The survey was conducted from late October to early last month, before the latest plunge in oil prices, which has since taken benchmark North Sea Brent down another 20 per cent.
Brent closed down US$1.80 on Friday at $37.93 a barrel, the lowest level since mid-2004 and 67 per cent below last year’s high of about $115 a barrel.
A monthly oil market report on Friday by the International Energy Agency, the rich consuming countries’ main energy think tank, reiterated what has been apparent for some months: the oil market is set for a prolonged period of low oil prices until the Saudi Arabian-led policy to maximise production succeeds in drying up high-cost supply and allows refiners to sop up the record oil glut.
“There is evidence the Saudi-led strategy is starting to work,” the IEA report asserted.
“Lower prices are clearly taking a toll on non-Opec supply, with annual growth shrinking below 300,000 barrels per day in November from 2.2 million bpd at the start of the year.” Supply from non-Opec producers is forecast to start contracting next year.
Demand also has been spurred on by lower oil prices and the IEA sees demand growth remaining healthy next year, at about 1.2 million bpd, though the pace of growth will have slowed a bit from this year.
The longer-term outlook is for supply to continue shrink.
“As companies make further spending cuts in reaction to sub-$50-a-barrel oil the impact on supplies – both from non-Opec and Opec – will be even more pronounced in the longer term,” the IEA predicts.
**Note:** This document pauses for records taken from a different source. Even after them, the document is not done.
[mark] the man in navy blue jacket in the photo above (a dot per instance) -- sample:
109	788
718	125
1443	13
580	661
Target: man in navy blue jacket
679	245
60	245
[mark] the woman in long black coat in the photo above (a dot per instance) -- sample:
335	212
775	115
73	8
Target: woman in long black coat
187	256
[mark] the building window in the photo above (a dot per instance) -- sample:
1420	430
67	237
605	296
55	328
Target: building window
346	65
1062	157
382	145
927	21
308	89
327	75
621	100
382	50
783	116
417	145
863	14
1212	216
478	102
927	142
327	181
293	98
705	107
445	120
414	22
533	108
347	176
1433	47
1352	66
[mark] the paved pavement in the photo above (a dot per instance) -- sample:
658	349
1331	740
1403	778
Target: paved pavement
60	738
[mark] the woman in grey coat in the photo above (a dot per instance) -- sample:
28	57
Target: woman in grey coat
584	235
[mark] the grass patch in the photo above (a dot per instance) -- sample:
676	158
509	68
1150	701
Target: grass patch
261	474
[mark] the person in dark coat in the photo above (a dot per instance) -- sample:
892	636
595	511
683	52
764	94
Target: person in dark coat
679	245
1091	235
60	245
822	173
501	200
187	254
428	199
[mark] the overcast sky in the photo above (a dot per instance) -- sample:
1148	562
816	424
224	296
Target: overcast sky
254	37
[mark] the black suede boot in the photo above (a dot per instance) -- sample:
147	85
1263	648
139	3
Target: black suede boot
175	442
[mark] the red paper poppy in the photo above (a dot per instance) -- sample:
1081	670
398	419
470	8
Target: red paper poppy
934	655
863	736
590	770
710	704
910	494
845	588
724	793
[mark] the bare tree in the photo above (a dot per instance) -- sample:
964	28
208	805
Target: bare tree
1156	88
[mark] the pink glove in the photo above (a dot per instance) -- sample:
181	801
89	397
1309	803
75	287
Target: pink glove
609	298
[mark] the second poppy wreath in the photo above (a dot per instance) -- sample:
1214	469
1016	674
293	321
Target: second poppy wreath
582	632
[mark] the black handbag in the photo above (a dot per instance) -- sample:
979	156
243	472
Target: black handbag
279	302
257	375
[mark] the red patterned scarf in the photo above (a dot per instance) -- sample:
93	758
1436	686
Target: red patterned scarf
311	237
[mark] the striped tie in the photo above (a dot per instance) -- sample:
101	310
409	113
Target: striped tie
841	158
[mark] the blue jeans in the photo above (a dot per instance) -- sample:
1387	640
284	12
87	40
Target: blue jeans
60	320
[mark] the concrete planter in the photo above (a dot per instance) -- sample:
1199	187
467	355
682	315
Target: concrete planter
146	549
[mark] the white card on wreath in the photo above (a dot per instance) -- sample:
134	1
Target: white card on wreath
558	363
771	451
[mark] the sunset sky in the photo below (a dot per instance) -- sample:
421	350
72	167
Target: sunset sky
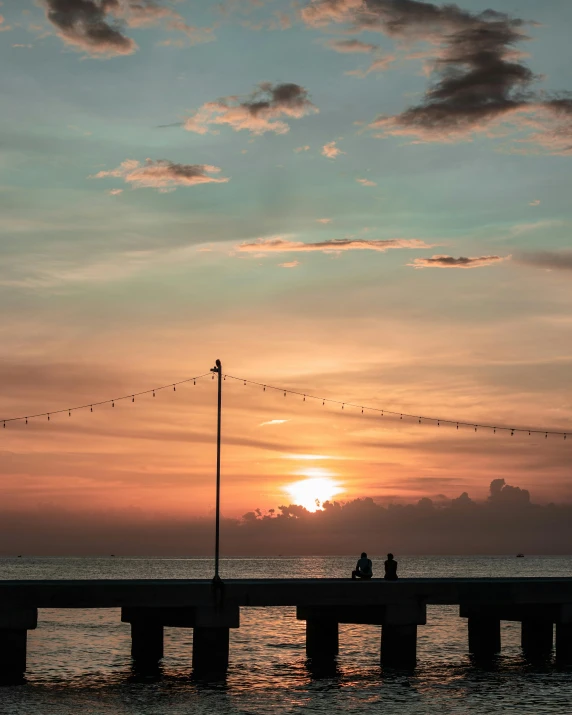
363	201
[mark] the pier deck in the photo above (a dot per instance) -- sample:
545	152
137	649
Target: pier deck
212	609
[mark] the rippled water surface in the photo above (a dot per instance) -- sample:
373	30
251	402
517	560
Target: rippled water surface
78	660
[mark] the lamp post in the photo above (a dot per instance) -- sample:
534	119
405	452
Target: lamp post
218	369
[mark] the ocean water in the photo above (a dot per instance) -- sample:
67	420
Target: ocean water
79	662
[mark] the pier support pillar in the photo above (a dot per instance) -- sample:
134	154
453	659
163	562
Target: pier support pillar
537	638
484	636
210	649
322	641
14	627
399	646
146	642
564	643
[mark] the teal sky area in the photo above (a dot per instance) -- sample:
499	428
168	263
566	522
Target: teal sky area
154	217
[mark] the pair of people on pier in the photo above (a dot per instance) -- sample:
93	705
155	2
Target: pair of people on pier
364	568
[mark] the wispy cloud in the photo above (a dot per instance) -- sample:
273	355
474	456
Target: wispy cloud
97	27
331	150
480	78
87	26
278	244
290	264
163	174
260	112
379	65
351	46
441	261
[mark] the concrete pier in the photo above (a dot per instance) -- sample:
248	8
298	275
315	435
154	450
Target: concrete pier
210	649
14	626
399	646
210	624
146	642
537	638
399	608
484	636
322	638
564	643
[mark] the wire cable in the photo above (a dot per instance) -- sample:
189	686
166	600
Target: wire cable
420	418
111	402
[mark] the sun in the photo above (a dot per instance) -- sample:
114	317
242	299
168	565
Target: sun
312	493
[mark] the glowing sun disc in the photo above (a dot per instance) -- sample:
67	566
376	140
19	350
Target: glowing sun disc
312	493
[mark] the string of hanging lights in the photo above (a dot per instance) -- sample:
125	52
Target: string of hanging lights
382	412
420	419
99	403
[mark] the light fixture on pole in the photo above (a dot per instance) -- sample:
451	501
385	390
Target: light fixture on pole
218	369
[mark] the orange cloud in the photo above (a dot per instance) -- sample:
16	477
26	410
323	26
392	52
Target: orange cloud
461	262
260	112
281	245
163	174
331	150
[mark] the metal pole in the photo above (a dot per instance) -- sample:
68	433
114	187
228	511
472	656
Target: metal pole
218	369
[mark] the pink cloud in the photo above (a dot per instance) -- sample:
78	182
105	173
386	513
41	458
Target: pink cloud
441	261
260	112
280	245
162	174
352	46
331	150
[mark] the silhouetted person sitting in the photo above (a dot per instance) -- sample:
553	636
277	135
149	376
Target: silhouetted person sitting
364	568
390	568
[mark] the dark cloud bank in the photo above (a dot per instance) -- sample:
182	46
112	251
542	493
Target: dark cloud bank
507	523
478	75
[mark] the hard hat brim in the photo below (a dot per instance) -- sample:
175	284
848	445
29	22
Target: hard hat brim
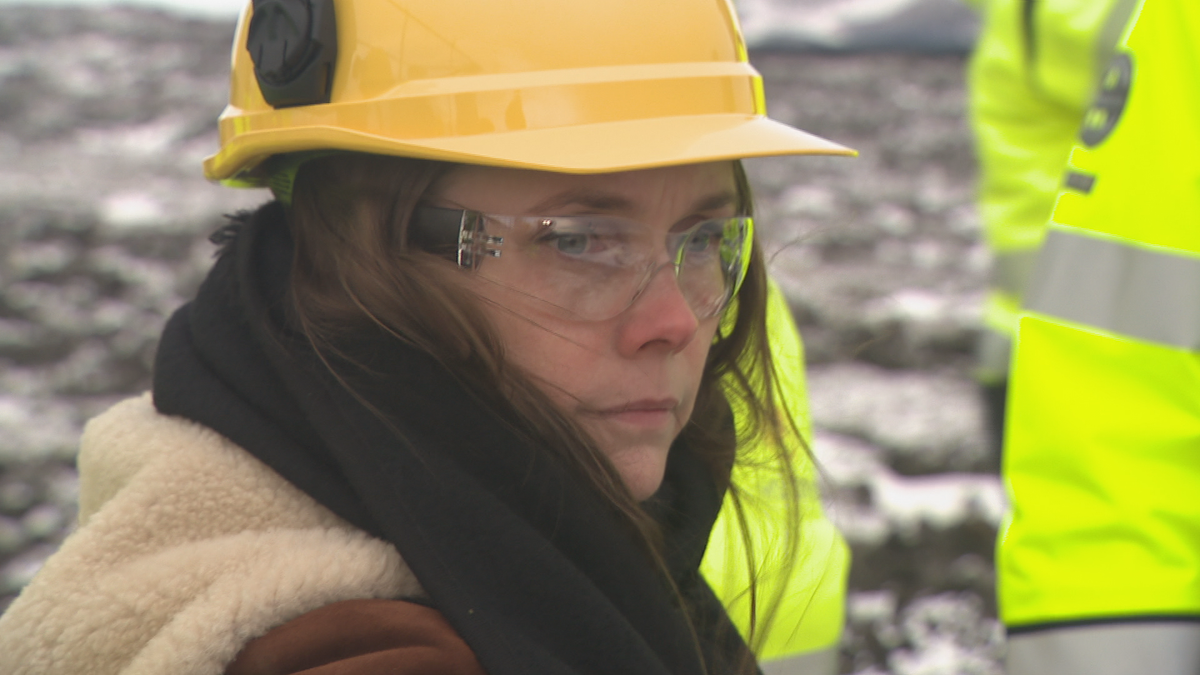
594	148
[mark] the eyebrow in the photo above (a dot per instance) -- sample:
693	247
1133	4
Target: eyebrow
613	202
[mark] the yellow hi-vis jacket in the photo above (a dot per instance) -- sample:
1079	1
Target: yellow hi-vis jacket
1031	78
803	638
1099	562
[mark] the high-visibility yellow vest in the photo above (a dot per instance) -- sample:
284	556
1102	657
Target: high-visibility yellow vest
1031	79
805	631
1103	441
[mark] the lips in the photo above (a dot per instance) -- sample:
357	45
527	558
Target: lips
646	412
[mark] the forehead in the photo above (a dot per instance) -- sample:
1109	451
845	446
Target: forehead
705	186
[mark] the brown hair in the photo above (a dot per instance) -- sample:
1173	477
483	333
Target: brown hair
353	268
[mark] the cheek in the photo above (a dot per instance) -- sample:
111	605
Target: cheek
562	359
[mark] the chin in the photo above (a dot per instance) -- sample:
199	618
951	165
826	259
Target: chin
642	470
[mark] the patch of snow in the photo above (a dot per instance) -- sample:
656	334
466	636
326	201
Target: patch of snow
131	210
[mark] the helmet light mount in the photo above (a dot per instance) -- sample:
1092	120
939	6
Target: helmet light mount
293	45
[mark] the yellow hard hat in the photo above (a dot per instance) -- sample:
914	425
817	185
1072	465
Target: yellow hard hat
564	85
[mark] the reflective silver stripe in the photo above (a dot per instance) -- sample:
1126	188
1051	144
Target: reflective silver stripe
995	352
1109	649
823	662
1143	293
1012	272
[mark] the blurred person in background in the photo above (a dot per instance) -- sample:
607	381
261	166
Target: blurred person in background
370	446
1031	78
1099	561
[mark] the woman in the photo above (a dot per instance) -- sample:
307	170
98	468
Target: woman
461	398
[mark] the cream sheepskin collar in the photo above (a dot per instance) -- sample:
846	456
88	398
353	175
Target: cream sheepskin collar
186	549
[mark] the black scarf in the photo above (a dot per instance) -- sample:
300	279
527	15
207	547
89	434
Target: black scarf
531	568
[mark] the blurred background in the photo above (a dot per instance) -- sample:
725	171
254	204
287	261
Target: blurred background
106	112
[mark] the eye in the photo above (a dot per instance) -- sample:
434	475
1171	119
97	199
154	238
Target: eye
705	239
570	243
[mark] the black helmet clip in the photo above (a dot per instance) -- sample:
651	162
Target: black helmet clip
294	47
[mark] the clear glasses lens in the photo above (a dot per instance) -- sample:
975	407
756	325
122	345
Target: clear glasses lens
595	267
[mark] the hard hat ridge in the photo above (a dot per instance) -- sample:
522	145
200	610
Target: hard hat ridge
540	84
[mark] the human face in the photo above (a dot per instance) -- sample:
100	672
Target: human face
629	381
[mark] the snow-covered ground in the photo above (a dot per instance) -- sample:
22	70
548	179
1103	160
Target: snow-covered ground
103	215
935	25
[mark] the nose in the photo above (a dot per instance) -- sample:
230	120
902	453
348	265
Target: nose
660	317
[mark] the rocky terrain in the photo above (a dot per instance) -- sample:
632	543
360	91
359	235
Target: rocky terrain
103	215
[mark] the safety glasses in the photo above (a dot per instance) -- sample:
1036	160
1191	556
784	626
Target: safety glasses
592	267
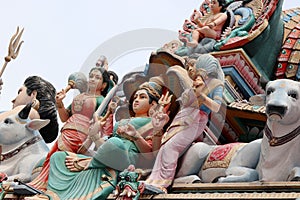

But the market has been so oversupplied recently that momentum will mean it remains under pressure next year, especially if additional supply comes on the market from Iran, assuming it completes the process to lift sanctions related to its nuclear programme.
The governments in the GCC, meanwhile, are under pressure cut spending and increase their non-oil revenue sources to keep fiscal deficits from ballooning.
One such measure would be a move to introduce GCC-wide value-added taxes (VAT) on selected consumer items, though such a scheme is not expected until 2018 at the earliest.
Still, the analysts surveyed by the CFA were worried about the possibility of VAT, with 61 per cent concerned it would increase the cost of doing business in the region and 17 per cent saying it could deter investment.